Building a scalable PHP application using the Cloud

sneakyimp

I'm essentially an atheist, but this seemed appropriate:

1 Corinthians 13:11 wrote:
When I was a child, I spake as a child, I understood as a child, I thought as a child: but when I became a man, I put away childish things.

I've spent some time looking at Amazon EC2 and I've got some experience with Rackspace and I want to understand now how I might use the cloud to build a PHP application that can serve millions of users per day. I've noticed a couple of things about cloud services:

They let you instantiate virtual servers either using PHP code or manually through a control panel.
EC2 offers a Load Balancer which 'automatically' distributes requests across some collection of virtual servers. Apparently it can also create new computing instances using Auto Scaling. Rackspace has a short tutorial on load balancing but this does not appear to take into account any session-related info so I'm not sure how well it will work if you have a distributed database situation.
I haven't seen any kind of auto-scaling mass storage system for Rackspace, but Amazon has SimpleDB which is non-relational.
Zend Framework tries to abstract interfacing with the cloud for File Storage, DB Storage, and Job Queuing.

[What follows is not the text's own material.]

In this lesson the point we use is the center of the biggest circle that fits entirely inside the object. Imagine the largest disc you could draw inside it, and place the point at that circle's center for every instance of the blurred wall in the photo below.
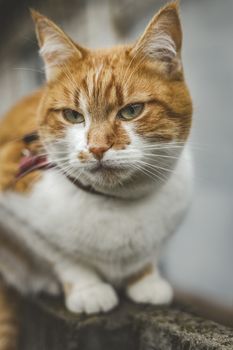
(199, 258)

I want to know the ins and outs of this before attempting to build anything. If anyone has additional input here, I'd sure love to get some more information. My questions:

Non-relational DB -- what does it mean?
SimpleDB is non-relational. As I understand it, this means no JOINs, no GROUP BY, no ORDER BY, no indexes. You can get more than one record at once with some simplified WHERE-type stuff. What other sorts of limitations can I expect? Is this in any way advantageous? I guess it's kind of nice that I can just create some kind of arbitrary record with multiple fields and associate it with some ID.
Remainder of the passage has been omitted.